Patent law jurisprudence develops in loosely definable stages within technology areas. In plant sciences, US patent law jurisprudence has now progressed through its first stage. The Supreme Court's landmark decision in J.E.M. Ag Supply y Pioneer Hi-Bred has confirmed that plants are eligible for protection under the US utility patent scheme, bringing closure to an initial round of debate over the eligibility provision of the utility patent statute and its relationship with the Plant Variety Protection Act (PVPA) and the Plant Patent Act (PPA).

* A slightly different version of this chapter appears in the Australian publication Law in Context

(forthcoming 2007).

This chapter aims to comment briefly on the emerging, second stage of utility patent jurisprudence in plant sciences. Although the first stage dealt with threshold statutory interpretation questions, the second stage will be very different. It will be a calibration stage. It will be likely to feature the incremental refinement of the key patent doctrines that determine whether the patent system will foster or thwart plant sciences innovation. Mundane, hypertechnical and unspectacular, second-stage patent jurisprudence in plant sciences will none the less confront the most sensitive policy problems that arise within the patent system.
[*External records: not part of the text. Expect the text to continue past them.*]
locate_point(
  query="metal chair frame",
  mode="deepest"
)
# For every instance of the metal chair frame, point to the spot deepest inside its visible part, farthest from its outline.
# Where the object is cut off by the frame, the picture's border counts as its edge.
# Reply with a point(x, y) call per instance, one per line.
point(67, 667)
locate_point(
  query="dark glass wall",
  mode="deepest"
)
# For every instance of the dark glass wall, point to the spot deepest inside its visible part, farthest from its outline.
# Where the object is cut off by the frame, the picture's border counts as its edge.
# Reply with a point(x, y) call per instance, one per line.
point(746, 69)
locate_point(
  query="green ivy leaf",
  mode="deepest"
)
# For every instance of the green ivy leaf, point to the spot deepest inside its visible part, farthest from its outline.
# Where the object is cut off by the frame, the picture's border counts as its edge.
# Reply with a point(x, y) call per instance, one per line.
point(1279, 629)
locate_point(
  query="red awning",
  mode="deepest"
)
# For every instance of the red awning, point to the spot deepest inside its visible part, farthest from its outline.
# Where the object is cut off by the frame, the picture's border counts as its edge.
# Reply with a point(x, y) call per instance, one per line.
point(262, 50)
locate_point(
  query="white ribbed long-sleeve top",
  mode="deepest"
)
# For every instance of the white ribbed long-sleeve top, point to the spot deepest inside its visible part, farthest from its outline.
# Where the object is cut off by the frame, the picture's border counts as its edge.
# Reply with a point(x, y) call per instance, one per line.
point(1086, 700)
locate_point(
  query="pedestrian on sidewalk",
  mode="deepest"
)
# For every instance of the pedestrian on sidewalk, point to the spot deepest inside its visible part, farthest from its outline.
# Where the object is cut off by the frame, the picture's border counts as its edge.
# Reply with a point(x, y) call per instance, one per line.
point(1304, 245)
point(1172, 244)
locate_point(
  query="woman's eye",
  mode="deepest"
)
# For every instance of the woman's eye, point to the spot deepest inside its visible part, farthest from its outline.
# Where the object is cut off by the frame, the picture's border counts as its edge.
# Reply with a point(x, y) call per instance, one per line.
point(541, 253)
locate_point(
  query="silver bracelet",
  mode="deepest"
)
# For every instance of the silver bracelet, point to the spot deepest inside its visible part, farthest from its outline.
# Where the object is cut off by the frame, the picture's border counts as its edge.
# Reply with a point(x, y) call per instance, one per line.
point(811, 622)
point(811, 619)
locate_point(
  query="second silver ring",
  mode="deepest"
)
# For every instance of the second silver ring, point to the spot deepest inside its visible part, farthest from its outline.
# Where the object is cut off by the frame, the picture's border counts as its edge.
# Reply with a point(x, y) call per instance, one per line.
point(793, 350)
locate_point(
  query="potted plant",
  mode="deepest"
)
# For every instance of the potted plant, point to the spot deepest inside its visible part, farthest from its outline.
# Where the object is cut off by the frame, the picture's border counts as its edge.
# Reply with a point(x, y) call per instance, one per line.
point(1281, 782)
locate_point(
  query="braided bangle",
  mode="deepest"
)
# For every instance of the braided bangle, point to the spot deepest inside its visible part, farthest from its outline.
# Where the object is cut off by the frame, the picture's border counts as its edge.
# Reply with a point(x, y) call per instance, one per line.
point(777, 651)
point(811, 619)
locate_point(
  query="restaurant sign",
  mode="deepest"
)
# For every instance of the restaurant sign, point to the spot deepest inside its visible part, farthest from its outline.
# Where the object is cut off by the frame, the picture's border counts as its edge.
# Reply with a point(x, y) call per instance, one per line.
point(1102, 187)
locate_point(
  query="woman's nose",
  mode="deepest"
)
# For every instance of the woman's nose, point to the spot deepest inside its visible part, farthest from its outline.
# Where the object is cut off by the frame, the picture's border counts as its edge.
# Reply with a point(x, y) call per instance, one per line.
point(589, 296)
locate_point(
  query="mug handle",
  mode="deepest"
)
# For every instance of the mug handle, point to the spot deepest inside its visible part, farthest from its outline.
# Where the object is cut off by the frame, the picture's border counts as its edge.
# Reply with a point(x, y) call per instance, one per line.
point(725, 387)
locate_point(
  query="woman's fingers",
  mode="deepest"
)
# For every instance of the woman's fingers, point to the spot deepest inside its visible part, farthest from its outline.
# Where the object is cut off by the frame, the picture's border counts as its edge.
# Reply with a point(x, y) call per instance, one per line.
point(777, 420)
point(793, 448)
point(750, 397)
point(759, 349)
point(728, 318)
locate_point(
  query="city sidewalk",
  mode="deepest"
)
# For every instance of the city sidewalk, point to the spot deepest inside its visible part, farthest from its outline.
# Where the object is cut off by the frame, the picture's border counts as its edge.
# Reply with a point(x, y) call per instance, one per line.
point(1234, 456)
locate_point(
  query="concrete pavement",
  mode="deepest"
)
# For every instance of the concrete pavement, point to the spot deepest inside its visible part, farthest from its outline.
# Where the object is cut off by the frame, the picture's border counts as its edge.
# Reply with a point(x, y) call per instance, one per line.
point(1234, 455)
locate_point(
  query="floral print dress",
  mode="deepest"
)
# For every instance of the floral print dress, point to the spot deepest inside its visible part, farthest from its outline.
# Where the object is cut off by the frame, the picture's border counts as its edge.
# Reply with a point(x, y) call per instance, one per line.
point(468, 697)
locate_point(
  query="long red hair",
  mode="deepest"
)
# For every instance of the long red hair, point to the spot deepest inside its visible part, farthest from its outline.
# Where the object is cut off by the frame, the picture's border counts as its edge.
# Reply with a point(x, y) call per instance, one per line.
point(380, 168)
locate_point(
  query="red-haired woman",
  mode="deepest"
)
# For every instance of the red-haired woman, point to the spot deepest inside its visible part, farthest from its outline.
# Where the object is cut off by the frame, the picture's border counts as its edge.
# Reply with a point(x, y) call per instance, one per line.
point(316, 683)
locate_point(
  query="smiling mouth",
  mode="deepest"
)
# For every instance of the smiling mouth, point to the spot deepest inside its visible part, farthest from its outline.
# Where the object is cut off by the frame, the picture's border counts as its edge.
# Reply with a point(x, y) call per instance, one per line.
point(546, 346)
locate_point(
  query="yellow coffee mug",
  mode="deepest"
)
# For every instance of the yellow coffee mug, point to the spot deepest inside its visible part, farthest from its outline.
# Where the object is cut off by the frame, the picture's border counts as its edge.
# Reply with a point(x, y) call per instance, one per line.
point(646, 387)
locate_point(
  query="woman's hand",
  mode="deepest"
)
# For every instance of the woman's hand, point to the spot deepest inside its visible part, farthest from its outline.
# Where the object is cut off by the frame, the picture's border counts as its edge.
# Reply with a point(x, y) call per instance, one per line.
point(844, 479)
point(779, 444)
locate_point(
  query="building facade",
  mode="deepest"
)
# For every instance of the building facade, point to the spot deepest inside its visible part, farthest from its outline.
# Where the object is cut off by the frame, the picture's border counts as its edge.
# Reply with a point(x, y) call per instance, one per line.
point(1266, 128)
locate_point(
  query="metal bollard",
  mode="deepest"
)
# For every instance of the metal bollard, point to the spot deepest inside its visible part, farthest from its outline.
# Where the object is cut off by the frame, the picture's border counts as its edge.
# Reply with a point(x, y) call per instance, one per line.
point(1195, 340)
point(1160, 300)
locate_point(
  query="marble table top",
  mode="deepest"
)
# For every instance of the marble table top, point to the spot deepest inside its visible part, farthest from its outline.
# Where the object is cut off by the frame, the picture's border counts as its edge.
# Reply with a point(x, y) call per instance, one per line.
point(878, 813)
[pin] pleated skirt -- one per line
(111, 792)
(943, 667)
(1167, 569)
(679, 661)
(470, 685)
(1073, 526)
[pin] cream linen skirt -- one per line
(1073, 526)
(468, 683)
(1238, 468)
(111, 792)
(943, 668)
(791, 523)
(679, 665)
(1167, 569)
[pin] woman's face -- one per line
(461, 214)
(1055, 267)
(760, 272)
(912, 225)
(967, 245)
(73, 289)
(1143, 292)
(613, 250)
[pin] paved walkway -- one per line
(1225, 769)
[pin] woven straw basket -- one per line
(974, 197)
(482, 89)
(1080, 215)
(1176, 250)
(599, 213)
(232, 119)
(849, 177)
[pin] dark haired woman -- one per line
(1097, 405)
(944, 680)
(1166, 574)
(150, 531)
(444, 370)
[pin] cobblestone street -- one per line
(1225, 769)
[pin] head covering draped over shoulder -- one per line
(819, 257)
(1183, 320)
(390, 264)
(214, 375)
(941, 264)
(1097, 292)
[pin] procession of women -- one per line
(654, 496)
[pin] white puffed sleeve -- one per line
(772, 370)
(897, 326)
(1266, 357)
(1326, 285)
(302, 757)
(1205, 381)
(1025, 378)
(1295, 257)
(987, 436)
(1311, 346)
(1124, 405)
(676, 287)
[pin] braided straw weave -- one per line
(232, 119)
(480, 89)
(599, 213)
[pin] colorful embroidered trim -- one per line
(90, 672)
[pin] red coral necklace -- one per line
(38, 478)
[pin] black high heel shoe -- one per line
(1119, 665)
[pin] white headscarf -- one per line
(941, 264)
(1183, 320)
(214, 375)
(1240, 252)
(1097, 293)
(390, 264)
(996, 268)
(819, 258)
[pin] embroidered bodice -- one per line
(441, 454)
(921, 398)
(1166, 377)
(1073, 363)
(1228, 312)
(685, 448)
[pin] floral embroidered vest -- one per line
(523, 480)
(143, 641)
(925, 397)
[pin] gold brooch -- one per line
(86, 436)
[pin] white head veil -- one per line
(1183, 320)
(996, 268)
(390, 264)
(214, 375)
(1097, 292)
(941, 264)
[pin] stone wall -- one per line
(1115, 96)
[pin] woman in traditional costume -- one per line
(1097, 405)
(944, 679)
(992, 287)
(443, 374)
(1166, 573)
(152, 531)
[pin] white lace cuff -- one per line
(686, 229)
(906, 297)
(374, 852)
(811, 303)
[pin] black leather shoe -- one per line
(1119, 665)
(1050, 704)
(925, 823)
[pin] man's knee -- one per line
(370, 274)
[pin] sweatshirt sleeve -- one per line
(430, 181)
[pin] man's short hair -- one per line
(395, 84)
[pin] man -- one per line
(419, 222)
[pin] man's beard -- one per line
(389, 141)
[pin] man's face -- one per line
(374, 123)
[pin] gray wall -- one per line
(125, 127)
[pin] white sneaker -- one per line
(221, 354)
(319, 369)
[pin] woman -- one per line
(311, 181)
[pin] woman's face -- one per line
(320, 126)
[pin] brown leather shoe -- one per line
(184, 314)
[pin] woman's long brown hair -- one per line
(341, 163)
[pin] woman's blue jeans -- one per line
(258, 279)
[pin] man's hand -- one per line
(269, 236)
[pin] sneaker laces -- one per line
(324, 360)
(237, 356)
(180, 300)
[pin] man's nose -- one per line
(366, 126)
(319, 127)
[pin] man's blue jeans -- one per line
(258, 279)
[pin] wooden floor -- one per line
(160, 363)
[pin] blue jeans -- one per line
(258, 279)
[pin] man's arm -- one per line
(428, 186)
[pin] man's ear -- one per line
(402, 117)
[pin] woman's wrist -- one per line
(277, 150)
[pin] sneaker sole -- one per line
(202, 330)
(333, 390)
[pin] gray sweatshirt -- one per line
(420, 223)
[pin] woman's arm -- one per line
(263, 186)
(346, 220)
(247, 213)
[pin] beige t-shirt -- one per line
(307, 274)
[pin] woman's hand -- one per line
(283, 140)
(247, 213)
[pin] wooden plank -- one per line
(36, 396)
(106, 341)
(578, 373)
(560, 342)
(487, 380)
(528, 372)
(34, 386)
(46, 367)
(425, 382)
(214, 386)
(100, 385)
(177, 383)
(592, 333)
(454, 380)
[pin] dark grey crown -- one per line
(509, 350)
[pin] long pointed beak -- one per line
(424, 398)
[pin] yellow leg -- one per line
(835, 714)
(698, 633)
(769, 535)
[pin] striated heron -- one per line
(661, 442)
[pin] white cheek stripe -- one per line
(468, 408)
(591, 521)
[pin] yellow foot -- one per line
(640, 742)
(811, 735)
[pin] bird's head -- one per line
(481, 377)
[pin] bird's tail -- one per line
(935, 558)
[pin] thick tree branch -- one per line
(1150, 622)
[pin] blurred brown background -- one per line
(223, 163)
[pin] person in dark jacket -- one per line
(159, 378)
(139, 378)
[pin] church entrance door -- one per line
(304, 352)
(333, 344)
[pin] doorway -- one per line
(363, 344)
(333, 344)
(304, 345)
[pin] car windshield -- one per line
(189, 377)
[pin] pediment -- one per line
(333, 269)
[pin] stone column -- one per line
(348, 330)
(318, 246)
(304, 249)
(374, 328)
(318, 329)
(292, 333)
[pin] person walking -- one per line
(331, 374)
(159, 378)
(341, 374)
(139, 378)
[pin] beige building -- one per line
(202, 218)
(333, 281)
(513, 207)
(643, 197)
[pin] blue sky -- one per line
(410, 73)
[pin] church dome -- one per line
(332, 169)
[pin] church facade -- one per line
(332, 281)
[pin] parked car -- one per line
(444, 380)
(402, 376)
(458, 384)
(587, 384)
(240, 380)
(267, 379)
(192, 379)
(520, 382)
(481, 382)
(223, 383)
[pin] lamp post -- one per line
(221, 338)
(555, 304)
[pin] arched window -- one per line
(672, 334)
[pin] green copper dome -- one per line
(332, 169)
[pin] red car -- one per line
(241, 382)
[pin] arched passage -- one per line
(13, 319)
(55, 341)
This chapter identifies two doctrines of patent scope that are likely to be implicated in calibrating the utility patent system for plant sciences: enablement and experimental use. It examines how those doctrines have been applied to date in plant sciences and offers some suggestions for the next steps in refining them to effectuate patent system calibration. Although these suggestions have implications for the substantive content of the doctrines, they are directed principally at rationalizing the process through which the doctrines might succeed as a calibration tool.